An influential survey of UK defined benefit (DB) pension accounting has revealed uncertainties regarding rules governing the reporting of scheme surpluses.
KPMG’s Pensions Accounting Survey 2017 reported the concerns following the decision of the International Financial Reporting Standards’ (IFRS) Interpretation Committee to amend its asset-ceiling guidance, IFRIC 14. This helps companies determine when they can recognise an DB surplus as a balance sheet asset.
The KPMG survey looked at trends in best-estimate assumptions among 247 of its clients with UK DB schemes, and covered accounting under IFRS standards and UK and US generally accepted accounting principles, as at 31 December 2016.
The report’s author, Narayan Peralta, told IPE: “There is a risk that the revised IFRIC 14 is even less clear than the 2008 original. It is an updated interpretation and although it should add clarity, it might not.
“In my view, the original exposure draft was fairly clear. However, the discussions in the last quarter of 2016 have added considerable uncertainty on the question of how the final version will impact clients.”
He continued: “Potentially, IFRIC 14 could treat a power to insure individual benefits in the same way as a power to wind up a scheme, which in a UK context are very different.

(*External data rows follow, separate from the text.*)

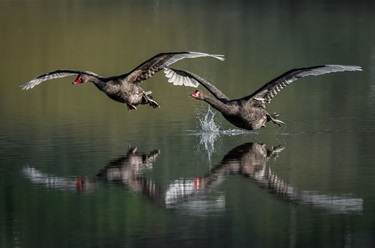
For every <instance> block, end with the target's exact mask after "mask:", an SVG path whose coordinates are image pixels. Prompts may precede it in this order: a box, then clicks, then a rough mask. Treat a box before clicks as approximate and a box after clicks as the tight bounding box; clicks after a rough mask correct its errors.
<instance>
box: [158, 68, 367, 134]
mask: <svg viewBox="0 0 375 248" xmlns="http://www.w3.org/2000/svg"><path fill="white" fill-rule="evenodd" d="M342 71H362V68H361V67H359V66H348V65H318V66H313V67H307V68H300V69H293V70H290V71H287V72H286V73H284V74H282V75H281V76H279V77H277V78H275V79H273V80H272V81H271V82H269V83H267V84H265V85H264V86H263V87H261V88H260V89H258V90H257V91H255V92H254V93H252V94H251V95H249V96H245V97H243V98H240V99H236V100H230V99H229V98H228V97H227V96H225V95H224V94H223V93H222V92H221V91H220V90H219V89H217V88H216V87H215V86H214V85H212V84H210V83H209V82H207V81H206V80H204V79H203V78H201V77H199V76H197V75H195V74H193V73H191V72H188V71H185V70H177V69H173V68H168V69H166V70H165V75H166V76H167V77H168V78H170V79H169V81H174V82H175V83H178V81H183V82H185V81H191V83H192V84H196V85H198V84H201V85H202V86H203V87H205V88H206V89H207V90H208V91H209V92H210V93H211V94H212V95H213V96H214V97H210V96H207V95H205V94H204V93H203V92H202V91H200V90H196V91H195V92H194V93H193V94H192V97H194V98H195V99H197V100H203V101H205V102H207V103H208V104H210V105H211V106H212V107H214V108H215V109H216V110H218V111H220V112H221V113H222V115H223V116H224V118H225V119H227V120H228V121H229V122H230V123H232V124H233V125H235V126H237V127H239V128H243V129H248V130H255V129H259V128H261V127H264V126H265V125H266V123H267V122H269V121H272V122H273V123H275V124H277V125H279V126H280V125H281V124H284V122H282V121H281V120H279V119H278V118H277V117H278V114H276V113H274V114H270V113H268V112H267V111H266V106H265V103H266V102H267V103H269V102H270V101H271V99H272V98H273V97H275V96H276V94H277V93H278V92H279V91H281V90H282V89H283V88H284V87H285V86H287V85H289V84H290V83H292V82H293V81H296V80H297V79H299V78H303V77H306V76H318V75H322V74H326V73H331V72H342Z"/></svg>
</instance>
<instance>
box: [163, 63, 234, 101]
mask: <svg viewBox="0 0 375 248" xmlns="http://www.w3.org/2000/svg"><path fill="white" fill-rule="evenodd" d="M164 72H165V76H166V77H167V78H169V80H168V82H170V83H173V84H174V85H187V86H192V87H198V85H199V84H201V85H202V86H203V87H205V88H206V89H207V90H208V91H209V92H210V93H211V94H212V95H213V96H214V97H216V98H217V99H218V100H220V101H222V102H228V101H229V98H228V97H227V96H226V95H224V94H223V92H221V91H220V90H219V89H218V88H216V87H215V86H214V85H212V84H210V83H209V82H207V81H206V80H204V79H203V78H201V77H199V76H198V75H196V74H194V73H191V72H188V71H185V70H177V69H174V68H165V69H164Z"/></svg>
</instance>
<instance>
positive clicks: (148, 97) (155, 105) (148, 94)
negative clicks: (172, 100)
mask: <svg viewBox="0 0 375 248" xmlns="http://www.w3.org/2000/svg"><path fill="white" fill-rule="evenodd" d="M151 93H152V92H151V91H147V92H143V98H144V99H145V100H146V103H148V104H149V105H150V106H152V107H153V108H158V107H160V106H159V104H158V103H157V102H156V101H154V100H153V99H152V96H151Z"/></svg>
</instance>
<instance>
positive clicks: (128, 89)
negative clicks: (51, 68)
mask: <svg viewBox="0 0 375 248" xmlns="http://www.w3.org/2000/svg"><path fill="white" fill-rule="evenodd" d="M198 57H213V58H216V59H219V60H224V56H223V55H213V54H207V53H199V52H169V53H159V54H157V55H155V56H154V57H152V58H151V59H149V60H147V61H145V62H143V63H142V64H140V65H139V66H137V67H136V68H135V69H134V70H132V71H130V72H129V73H126V74H122V75H119V76H112V77H103V76H100V75H98V74H96V73H93V72H90V71H79V70H57V71H53V72H49V73H46V74H43V75H41V76H39V77H37V78H34V79H33V80H31V81H30V82H28V83H26V84H24V85H22V86H21V87H22V89H23V90H29V89H32V88H33V87H35V86H37V85H38V84H40V83H41V82H44V81H47V80H51V79H55V78H62V77H67V76H72V75H78V76H77V78H76V79H75V80H74V82H73V84H81V83H86V82H92V83H94V84H95V86H96V87H97V88H98V89H99V90H101V91H103V92H104V93H105V94H107V96H108V97H109V98H111V99H112V100H115V101H117V102H121V103H125V104H126V105H127V106H128V109H129V110H132V109H137V107H136V106H137V105H139V104H149V105H150V106H152V107H154V108H156V107H159V104H157V102H156V101H155V100H153V99H152V96H151V93H152V92H151V91H144V90H143V89H142V88H141V87H140V86H139V85H140V83H141V82H142V81H144V80H146V79H149V78H150V77H152V76H153V75H154V74H155V73H156V72H158V71H160V70H161V69H165V68H166V67H168V66H169V65H171V64H173V63H174V62H177V61H179V60H181V59H185V58H198ZM179 85H181V84H179ZM183 85H185V86H193V87H196V85H195V84H194V85H189V84H188V82H187V84H183Z"/></svg>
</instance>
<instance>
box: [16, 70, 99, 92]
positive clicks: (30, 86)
mask: <svg viewBox="0 0 375 248" xmlns="http://www.w3.org/2000/svg"><path fill="white" fill-rule="evenodd" d="M83 73H84V74H88V75H92V76H95V77H99V75H97V74H95V73H93V72H90V71H78V70H57V71H52V72H48V73H46V74H43V75H41V76H39V77H37V78H34V79H33V80H31V81H29V82H27V83H26V84H24V85H21V87H22V89H23V90H29V89H32V88H34V87H35V86H37V85H38V84H40V83H42V82H44V81H47V80H51V79H55V78H62V77H67V76H73V75H79V74H83Z"/></svg>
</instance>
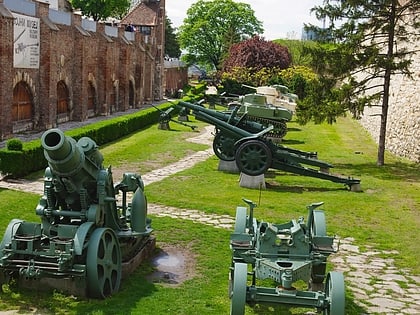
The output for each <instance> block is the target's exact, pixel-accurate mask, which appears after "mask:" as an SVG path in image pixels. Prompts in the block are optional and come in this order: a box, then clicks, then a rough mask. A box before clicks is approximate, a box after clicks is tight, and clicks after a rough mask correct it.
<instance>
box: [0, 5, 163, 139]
mask: <svg viewBox="0 0 420 315" xmlns="http://www.w3.org/2000/svg"><path fill="white" fill-rule="evenodd" d="M15 1H22V2H25V4H30V5H35V14H34V17H37V18H39V19H40V63H39V68H38V69H30V68H14V67H13V51H14V50H13V49H14V43H13V40H14V35H13V26H14V25H13V15H12V14H13V13H18V14H23V15H27V14H25V13H24V12H16V9H14V10H15V11H11V10H9V8H8V7H7V6H6V5H7V2H6V0H0V35H1V41H0V62H1V67H0V141H1V140H5V139H7V138H10V137H13V134H14V133H17V132H22V131H28V130H32V129H34V130H44V129H47V128H51V127H56V126H57V125H58V124H59V122H60V121H63V120H78V121H83V120H86V119H87V118H88V117H90V116H93V115H109V114H112V113H113V112H115V111H125V110H127V109H128V108H140V107H141V106H142V105H144V104H146V103H148V102H152V101H154V100H157V99H161V98H162V96H163V88H164V87H163V85H164V84H163V78H162V76H163V71H162V69H161V68H162V65H163V56H161V55H162V54H161V50H162V44H163V43H162V42H161V40H163V39H164V38H163V37H162V31H159V32H158V34H159V36H160V38H158V39H157V40H150V36H149V38H148V40H147V41H145V37H144V36H143V35H142V34H141V33H138V32H136V33H132V34H127V33H126V32H125V30H124V29H123V28H122V27H121V28H118V27H110V26H105V24H102V23H94V22H89V23H88V24H86V23H85V22H87V21H85V20H83V19H82V18H81V17H80V15H75V14H71V13H64V12H60V14H64V15H65V16H64V17H67V16H66V14H67V15H68V16H70V18H69V19H68V20H69V21H70V23H66V19H64V22H62V23H61V22H57V21H56V20H57V19H56V18H53V17H52V16H51V14H52V13H57V12H51V10H50V9H49V7H48V4H46V3H42V2H34V3H32V2H29V1H25V0H15ZM9 3H10V2H9ZM13 5H15V3H13ZM22 7H24V6H22ZM159 15H160V16H164V11H163V13H162V12H159ZM53 20H54V21H55V22H53ZM86 25H89V27H86ZM158 25H161V27H164V23H160V24H158ZM157 72H159V74H156V73H157ZM22 81H23V82H25V83H26V84H27V87H28V89H29V91H30V94H31V97H32V118H31V121H30V122H29V123H28V122H27V121H25V122H19V121H12V105H13V90H14V88H15V86H16V84H18V83H19V82H22ZM59 82H64V83H65V85H66V87H67V90H68V108H69V111H68V114H67V117H64V118H62V120H60V119H58V115H57V84H58V83H59ZM92 91H93V92H94V94H93V96H92ZM92 103H93V105H94V107H93V110H92V109H89V104H92Z"/></svg>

We will have to wait and see what the final wording says later in 2017.”
Consultants have also warned scheme sponsors that the IFRIC 14 project could turn into a major headache for UK schemes.
The IFRS published its IFRIC 14 project in 2014. IFRIC 14 interprets the requirements of the pensions accounting standard IAS 19.
Discount rates
Among its other findings, the KPMG report also found that median net discount rates – the difference between the discount rate and retail price index (RPI) inflation assumptions – were negative for the first time since 2004.
Among the companies sampled, the median discount rate was 2.7% – a fall of 1.1 percentage points on last year.
At the same time, median RPI inflation hit 3.3% at the end of December.
The survey also found that the range of assumptions used by companies had narrowed. Overall, the market was more tightly packed around the median than a year earlier.
Although the median discount rate fell from 3.8% to 2.7% at 31 December 2016, around 85% of sponsors responding to KPMG’s survey used a discount rate within 10 basis points of the median. This compares with 75% of sponsors last year.
Politics also impacted pensions accounting over the past 12 months – most notably with the dive in bond yields after the UK’s June 2016 vote to quit the EU.
The Bank of England’s decision to cut interest rates to 0.25% from 0.5% also weighed heavily on discount rates, as did the decision by the Bank to embark on a £10bn (€11.8bn) corporate bond buying spree.
Life expectancy
Away from financial assumptions, KPMG found that life expectancy assumptions for current and future pensioners have fallen by 0.1 years, from 22.3 and 24.1 years respectively. These latest assumptions compare with 18.4 and 19.4 years back in 2004.
KPMG reported that companies are making growing use of scheme-specific mortality studies, meaning that companies can quantify their longevity risk more accurately.
Mr Peralta told IPE: “Where yields are negative, the average term or duration of a liability is longer than it would be in a higher-yield environment. This makes the longevity assumption more crucial because a higher value is being placed on payments further out.”
He also noted that emerging trends from the Continuous Mortality Investigation models, which are typically used for IAS 19 purposes, had also flattered results.
The KPMG analysis chimes with recent findings from consultants Mercer and accountancy giant PwC. According to the Mercer data, a slowdown in life expectancy improvements had shaved £2.5bn off FTSE 350 pension scheme liabilities.
Mercer’s analysis shows that employers typically assume a 65-year-old woman will live to 89.5 years and a 65-year-old man to 87.5.
PwC estimated that schemes could reduce future liabilities by up to £310bn in the long term if the CMI’s recent data continues on its current trajectory.